Nonetheless, Democrats are using the Las Vegas shooting to call for a vote on universal background check legislation and to request Republican leaders form a select committee to examine other legislative solutions. GOP leaders could at least agree to a bipartisan task force, Hoyer said.

“It is incomprehensible that the president or others would say this is not the time to debate this,” he said. “When is the time to debate this?”

Hoyer said Republicans, ironically, are moving in the other direction with a bill that includes a provision to relax restrictions on gun silencers. The minority whip said silencers make it more difficult for law enforcement to find out where gunfire originates.

GOP leaders had been considering bringing that bill to the floor soon but currently have no plans to do so.

“That bill is not scheduled now. I don’t know when it’s going to be scheduled,” Ryan said. “Right now, we’re focused on passing our budget.”

The longstanding partisan divide on gun control is unlikely to let up anytime soon. Hoyer accused Republicans of cowering to the National Rifle Association, while also acknowledging that pushing for stronger gun control laws has not helped Democrats in political campaigns.

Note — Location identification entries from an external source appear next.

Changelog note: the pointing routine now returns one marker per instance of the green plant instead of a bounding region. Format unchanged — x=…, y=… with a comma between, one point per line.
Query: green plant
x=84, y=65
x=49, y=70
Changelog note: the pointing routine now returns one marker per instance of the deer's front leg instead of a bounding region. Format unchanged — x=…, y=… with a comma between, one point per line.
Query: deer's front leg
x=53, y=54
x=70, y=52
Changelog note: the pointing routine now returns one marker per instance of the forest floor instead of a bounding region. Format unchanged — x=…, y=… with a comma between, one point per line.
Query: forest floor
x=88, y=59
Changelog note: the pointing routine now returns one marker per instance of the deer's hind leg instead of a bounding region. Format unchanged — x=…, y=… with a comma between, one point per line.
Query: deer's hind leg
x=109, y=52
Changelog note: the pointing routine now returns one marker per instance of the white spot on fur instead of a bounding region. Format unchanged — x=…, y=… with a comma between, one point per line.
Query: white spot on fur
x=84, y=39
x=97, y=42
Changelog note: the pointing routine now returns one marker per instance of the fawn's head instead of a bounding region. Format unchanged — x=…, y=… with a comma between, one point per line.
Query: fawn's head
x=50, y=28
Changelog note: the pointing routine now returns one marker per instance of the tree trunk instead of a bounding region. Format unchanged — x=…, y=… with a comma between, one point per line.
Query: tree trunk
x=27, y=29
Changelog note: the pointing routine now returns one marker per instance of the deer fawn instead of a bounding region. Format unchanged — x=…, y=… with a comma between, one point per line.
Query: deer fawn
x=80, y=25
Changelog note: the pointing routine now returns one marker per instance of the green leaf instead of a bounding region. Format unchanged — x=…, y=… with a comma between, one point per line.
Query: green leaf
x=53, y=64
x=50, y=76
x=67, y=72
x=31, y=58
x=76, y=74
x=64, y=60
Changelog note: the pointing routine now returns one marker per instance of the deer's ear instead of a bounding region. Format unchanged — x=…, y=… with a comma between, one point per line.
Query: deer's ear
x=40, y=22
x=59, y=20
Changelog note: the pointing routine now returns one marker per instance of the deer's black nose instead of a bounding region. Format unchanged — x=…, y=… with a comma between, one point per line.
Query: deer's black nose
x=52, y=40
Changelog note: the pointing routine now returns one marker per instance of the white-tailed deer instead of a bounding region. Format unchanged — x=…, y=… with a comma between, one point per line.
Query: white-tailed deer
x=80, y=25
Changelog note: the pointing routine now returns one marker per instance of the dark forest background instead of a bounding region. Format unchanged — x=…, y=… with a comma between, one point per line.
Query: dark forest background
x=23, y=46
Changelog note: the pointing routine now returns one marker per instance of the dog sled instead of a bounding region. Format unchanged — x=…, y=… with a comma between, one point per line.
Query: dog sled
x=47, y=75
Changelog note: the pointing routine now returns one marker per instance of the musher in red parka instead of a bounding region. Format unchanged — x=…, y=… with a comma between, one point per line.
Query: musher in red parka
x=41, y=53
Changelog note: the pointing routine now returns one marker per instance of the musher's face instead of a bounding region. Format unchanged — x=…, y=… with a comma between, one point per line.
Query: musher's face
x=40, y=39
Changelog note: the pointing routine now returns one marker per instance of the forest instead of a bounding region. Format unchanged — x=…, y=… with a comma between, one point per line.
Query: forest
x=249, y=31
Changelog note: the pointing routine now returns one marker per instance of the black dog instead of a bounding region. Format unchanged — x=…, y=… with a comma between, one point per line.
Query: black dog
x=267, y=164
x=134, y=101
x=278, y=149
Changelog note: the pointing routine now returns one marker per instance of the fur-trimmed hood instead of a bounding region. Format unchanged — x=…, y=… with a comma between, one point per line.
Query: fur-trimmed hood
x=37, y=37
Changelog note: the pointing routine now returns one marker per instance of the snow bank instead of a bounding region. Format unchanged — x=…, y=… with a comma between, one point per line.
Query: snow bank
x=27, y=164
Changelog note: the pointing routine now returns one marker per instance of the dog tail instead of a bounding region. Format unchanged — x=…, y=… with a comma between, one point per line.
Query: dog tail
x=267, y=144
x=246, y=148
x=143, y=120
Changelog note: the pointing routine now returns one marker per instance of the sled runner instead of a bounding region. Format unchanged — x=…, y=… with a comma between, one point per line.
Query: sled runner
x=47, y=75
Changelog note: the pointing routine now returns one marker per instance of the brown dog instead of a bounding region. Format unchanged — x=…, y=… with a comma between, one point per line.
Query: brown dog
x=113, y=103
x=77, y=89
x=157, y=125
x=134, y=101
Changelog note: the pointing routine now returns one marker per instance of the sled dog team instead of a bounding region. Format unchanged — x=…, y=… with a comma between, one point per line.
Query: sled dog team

The Democrats’ sit-in on the House floor following last year’s mass shooting at the Pulse nightclub in Orlando, Florida, resonated with the American people, but that didn’t translate to votes, Hoyer said.

“It doesn’t seem to make a great difference at that ballot box, and that’s frustrating,” he said. Democrats will still continue to talk about the issue, Hoyer said.

But they aren’t likely to organize another sit-in, according to another House leader. 

Democratic Caucus Vice Chairwoman Linda T. Sánchez said there was no mention of such a move at Tuesday morning’s caucus meeting in response to the Vegas shooting. 

The California Democrat said that while last year’s protest galvanized the nation’s attention, changes in House rules as a result of the sit-in have made it harder for Democrats to protest in the chamber. 

“There have been issues with regard to complaints filed with the Ethics Committee for engaging in those sit-ins and rules of the House, which the speaker seems intent on enforcing,” Sánchez said.

Rema Rahman contributed to this report.Clarification 3:45 p.m. | An earlier version of this story mischaracterized the effect the Democrats’ sit-in protests had on calls for gun safety.